Zen Computing: Toward a Distraction-Free Desktop


Early last year, I did a roundup called 12 Top Zen Apps to Keep You Focused.  It focused on a number of free tools in the category of zenware–mostly applications that do away with the clutter you typically find on your computing desktop.

Some of the readers of that original post suggested some more zenware applications that they like, and I keep seeing new ones, so here is a zenware update.

Among the 12 tools I collected in the original zenware post, DarkRoom (for Windows) and WriteRoom (for the Mac) will probably have the most appeal to most web workers. They present you with tabula rasa interfaces for doing word processing, so you don’t have system trays, docks, icons and alerts staring at you or flashing at you all the time.

Readers of the original zenware post called out JDarkRoom as a similar offering that deserved highest praise. It’s a full-screen text editor that looks and works like the other two, but it also comes in a free version for Linux users. Other readers said I should have mentioned Q10 as one of the best zenware word processors.

If you like the zen effect that these word processors have, you may want to try the updated version of AlphaXP Lite,  which does a similar thing. It lets you control transparency effects for any Windows 2000 or Windows XP desktop, and you can even control fade-ins and fade-outs whenever you hover your mouse over interface components.

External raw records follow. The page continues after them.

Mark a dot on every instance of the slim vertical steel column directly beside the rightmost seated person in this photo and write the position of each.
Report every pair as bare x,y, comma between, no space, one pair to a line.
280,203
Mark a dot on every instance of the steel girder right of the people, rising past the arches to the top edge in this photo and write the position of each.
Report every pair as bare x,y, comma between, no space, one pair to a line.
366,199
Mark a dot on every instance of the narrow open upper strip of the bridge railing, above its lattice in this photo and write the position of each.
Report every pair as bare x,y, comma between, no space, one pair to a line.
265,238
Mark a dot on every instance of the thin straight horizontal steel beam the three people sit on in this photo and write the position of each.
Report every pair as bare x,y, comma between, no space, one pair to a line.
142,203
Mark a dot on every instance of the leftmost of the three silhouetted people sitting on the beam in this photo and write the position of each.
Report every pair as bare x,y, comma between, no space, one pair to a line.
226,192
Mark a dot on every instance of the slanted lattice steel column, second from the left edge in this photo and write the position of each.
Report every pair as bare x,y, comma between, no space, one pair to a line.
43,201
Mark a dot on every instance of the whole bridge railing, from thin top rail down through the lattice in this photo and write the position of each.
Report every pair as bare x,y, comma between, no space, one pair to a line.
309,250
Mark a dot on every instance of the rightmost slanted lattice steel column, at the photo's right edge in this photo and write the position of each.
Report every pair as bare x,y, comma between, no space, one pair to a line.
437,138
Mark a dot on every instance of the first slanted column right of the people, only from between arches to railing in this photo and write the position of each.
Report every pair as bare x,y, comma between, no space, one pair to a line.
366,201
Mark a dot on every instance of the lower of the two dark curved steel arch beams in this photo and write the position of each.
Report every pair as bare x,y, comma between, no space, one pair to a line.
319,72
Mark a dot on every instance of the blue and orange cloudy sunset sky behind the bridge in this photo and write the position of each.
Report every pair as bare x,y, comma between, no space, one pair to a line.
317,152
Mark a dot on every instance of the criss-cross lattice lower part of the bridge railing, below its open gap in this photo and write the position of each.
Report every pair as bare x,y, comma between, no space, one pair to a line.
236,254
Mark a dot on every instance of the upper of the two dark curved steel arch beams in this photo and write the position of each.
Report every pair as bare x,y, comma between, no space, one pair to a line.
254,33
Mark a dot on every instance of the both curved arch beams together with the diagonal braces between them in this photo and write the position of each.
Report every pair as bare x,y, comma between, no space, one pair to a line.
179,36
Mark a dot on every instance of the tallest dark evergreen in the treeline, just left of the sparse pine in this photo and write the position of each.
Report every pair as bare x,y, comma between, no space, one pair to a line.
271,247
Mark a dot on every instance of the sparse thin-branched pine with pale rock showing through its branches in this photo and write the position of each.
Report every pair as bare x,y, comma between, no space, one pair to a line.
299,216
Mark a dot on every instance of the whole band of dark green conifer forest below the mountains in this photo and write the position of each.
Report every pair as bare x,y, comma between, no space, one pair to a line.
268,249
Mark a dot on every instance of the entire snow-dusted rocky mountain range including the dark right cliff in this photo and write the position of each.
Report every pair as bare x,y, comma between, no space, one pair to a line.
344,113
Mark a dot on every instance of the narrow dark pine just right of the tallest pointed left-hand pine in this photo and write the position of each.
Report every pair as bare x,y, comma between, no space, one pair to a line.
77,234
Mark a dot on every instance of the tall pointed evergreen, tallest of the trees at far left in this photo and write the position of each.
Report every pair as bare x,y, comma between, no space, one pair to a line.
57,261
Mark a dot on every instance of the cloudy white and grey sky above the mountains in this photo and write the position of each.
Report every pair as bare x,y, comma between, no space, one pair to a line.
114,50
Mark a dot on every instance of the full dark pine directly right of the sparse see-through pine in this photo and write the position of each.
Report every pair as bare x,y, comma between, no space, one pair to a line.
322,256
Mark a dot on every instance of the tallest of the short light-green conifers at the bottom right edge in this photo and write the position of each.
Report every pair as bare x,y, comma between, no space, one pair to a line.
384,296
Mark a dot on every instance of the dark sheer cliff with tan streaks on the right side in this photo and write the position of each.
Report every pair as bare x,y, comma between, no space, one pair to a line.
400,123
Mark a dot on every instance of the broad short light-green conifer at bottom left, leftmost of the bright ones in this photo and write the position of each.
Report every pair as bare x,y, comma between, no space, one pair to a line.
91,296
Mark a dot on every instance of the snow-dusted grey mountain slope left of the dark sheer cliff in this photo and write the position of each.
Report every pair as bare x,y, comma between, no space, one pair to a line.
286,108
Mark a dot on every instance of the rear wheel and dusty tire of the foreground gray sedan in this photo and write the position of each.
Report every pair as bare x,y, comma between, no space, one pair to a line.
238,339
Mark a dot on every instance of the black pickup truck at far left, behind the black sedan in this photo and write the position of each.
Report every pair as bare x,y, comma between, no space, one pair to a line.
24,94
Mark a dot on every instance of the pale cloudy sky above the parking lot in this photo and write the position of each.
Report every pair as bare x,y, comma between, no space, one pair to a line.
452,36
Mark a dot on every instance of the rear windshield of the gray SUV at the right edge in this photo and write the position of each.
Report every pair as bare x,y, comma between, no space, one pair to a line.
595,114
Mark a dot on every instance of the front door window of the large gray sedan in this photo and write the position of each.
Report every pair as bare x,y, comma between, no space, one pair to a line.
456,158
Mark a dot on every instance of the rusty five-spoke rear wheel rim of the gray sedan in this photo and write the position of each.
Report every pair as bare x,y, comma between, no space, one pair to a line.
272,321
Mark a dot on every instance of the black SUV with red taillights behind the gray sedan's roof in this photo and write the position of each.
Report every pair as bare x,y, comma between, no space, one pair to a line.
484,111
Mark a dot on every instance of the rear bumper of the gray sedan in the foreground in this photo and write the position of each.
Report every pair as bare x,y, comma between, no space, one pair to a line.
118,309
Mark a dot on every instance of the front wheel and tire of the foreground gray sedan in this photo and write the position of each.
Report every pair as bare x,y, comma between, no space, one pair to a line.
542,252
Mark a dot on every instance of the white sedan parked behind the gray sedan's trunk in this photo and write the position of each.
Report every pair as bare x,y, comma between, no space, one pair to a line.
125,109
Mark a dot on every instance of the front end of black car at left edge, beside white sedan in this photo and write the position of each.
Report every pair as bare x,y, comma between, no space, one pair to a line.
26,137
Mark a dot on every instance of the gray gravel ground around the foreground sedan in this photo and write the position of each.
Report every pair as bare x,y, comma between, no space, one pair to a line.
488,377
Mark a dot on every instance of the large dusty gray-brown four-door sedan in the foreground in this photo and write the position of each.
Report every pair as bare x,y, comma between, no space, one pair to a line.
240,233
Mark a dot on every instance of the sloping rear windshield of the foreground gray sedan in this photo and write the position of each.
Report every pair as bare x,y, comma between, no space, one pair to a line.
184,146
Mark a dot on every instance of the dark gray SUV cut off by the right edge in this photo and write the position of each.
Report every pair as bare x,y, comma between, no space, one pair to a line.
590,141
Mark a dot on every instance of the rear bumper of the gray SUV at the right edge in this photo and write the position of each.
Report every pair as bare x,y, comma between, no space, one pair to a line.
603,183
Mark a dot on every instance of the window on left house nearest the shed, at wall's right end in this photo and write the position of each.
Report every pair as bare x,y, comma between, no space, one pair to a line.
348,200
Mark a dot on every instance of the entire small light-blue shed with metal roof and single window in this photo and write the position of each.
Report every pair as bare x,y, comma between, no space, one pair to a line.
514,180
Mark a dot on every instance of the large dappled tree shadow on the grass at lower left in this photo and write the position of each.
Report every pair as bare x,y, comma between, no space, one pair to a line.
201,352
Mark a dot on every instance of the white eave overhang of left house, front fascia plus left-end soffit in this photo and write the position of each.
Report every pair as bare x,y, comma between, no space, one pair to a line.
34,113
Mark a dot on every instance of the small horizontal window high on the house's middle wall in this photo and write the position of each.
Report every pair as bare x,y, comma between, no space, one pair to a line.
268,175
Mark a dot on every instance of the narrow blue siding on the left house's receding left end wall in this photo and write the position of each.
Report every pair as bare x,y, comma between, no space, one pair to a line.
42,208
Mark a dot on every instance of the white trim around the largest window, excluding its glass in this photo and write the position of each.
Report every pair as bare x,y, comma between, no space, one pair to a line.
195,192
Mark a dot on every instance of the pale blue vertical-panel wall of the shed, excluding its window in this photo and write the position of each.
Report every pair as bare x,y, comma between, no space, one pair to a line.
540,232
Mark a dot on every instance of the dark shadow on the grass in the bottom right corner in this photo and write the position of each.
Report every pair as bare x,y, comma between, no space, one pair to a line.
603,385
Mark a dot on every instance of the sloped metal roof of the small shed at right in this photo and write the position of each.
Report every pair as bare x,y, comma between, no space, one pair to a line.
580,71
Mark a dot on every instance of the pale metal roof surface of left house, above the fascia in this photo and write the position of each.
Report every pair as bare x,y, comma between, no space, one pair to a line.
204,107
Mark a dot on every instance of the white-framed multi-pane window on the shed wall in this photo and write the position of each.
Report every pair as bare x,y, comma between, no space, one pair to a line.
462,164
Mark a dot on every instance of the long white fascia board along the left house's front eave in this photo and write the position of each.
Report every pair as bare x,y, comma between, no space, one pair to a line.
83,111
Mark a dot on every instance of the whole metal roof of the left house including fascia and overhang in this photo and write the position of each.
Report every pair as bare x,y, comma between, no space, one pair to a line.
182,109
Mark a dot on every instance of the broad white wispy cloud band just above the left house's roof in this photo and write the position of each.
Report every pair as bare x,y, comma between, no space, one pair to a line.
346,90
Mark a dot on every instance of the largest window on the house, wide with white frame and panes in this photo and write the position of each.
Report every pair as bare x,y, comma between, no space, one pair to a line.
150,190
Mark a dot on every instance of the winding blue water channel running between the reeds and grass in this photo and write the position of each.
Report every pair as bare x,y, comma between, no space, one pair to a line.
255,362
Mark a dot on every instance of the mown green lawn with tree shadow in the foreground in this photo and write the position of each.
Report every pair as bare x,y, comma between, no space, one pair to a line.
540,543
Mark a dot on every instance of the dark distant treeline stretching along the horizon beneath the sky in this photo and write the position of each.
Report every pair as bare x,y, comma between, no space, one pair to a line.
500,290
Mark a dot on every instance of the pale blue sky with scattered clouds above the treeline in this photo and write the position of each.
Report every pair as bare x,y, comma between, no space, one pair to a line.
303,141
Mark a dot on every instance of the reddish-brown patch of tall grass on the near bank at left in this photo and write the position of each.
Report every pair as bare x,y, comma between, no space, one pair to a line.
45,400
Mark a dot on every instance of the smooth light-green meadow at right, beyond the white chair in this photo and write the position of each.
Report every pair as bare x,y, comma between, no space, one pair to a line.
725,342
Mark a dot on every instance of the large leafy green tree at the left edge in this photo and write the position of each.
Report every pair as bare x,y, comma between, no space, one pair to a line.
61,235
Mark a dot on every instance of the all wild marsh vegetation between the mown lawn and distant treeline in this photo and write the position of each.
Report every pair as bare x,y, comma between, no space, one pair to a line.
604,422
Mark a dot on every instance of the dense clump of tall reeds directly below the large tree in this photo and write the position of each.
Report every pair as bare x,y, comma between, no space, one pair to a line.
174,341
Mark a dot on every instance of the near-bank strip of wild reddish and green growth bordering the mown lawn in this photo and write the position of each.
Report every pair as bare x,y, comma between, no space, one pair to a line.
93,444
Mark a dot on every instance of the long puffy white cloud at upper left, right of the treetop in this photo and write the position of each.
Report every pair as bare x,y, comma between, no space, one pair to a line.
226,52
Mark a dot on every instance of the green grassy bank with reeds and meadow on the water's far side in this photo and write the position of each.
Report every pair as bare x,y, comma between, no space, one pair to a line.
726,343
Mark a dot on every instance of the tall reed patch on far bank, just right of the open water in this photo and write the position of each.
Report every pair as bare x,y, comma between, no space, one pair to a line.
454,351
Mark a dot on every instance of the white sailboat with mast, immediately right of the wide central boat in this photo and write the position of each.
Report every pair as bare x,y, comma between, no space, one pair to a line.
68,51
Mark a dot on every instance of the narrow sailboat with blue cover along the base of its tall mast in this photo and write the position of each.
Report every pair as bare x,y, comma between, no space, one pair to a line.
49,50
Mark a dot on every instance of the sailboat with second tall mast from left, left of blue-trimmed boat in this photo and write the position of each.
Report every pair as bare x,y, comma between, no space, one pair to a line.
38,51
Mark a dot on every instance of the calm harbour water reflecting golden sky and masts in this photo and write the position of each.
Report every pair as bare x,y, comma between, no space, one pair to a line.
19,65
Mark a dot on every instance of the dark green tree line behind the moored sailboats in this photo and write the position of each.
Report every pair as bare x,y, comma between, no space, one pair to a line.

Lifehacker has done a good post on Dropcloth (for Windows), which lets you blank out your Windows desktop, and I previously mentioned Backdrop (for the Mac) which does the same thing. Today, Lifehacker has a good post up on Ghoster, which is a utility for Windows users that darkens everything on your Windows desktop except the active window you’re working with.

Finally, if some of these zenware applications go too far in eliminating aspects of your desktop interface that may distract you, Leo has done a good post on word processors that just naturally have very simple interfaces, free of some of the distractions you find in other applications.



iWork 09 has full screen too, super nice…black background and just the stuff your working on.


OK, maybe I’m the only one who feels like this, but I actually like the interface and having all the tools at hand….a totally blank screen would drive me nuts.

Stephen Hay

If you live in a text editor, MacVim has a full-screen mode which blacks out the background, hiding everything else on your screen except for the editing window.